At first, Tascón was a little disingenuous. He expressed surprise at the results of the election, in which all the winners came from the top ranks. That's just what most everybody had suspected all along would happen.
Then Tascón came clean and spoke out, latching on to the original stated intention that power within the PSUV would be structured from the bottom upwards.
- "Chávez said it was going to be the most democratic party in the world," he declared. "But that's false."
Then he said it was time to shut up because the people had spoken.
It's easy to take potshots at Luis Tascón -- because his biggest problem, as for so many activists is that they lack the backing of a strong, well-established party. So this is a kind of 'cart before the horse', 'chicken-or-egg' kinda problem. However of course, opportunists of any political stripe will conveniently ignore this fact, and concentrate on hatcheting fighters like Tascón & friends in the back for whatever petty, personal or sectarian ends.

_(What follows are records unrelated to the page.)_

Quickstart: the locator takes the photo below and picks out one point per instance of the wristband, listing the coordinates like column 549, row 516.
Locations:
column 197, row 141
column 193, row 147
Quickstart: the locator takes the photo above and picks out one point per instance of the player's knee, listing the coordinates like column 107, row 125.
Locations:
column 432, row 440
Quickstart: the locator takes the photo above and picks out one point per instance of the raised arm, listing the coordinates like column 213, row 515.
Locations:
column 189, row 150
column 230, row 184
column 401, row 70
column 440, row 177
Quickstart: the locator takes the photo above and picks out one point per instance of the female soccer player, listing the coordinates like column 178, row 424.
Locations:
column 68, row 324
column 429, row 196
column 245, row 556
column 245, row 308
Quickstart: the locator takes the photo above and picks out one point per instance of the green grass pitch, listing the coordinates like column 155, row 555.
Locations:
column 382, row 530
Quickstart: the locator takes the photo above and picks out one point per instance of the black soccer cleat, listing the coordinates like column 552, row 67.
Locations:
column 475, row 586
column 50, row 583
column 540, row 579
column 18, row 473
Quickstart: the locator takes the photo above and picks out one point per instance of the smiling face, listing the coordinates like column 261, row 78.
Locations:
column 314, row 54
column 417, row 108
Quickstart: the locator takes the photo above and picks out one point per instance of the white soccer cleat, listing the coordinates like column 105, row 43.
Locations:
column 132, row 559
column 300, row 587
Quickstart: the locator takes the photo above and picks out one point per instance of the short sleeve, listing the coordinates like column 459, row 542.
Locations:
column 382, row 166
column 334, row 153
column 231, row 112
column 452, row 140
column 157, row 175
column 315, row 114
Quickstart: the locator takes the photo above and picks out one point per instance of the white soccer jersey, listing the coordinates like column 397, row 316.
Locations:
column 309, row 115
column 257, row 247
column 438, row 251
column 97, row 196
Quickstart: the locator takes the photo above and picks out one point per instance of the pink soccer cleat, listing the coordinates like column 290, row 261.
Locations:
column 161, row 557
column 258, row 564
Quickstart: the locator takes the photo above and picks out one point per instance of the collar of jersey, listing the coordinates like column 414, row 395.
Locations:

ReplyDeleteTherefore the only remedy to the "problem" with Luis Tascón here is genuine party and socialist revolutionary democracy. And that's what you don't have in a phony revolution run by bureaucratic self-promoters. Just ask anyone who lived under Joe Stalin and the other stalinists the world over. They are so very much like the social-democrat reformist self-promoters they continually conspire with against the working-class...
If Luis Tascón were not constantly on the defensive, the situation would not nearly as often end up so combative on the 'same' side. But he most certainly has a most cogent point here: the PSUV is in the process of being hijacked by The Usual Suspects -- and the Party grassroots need to seize control of it back, before it is too late for either socialism or democracy in Venezuela, or anywhere else in América Latina.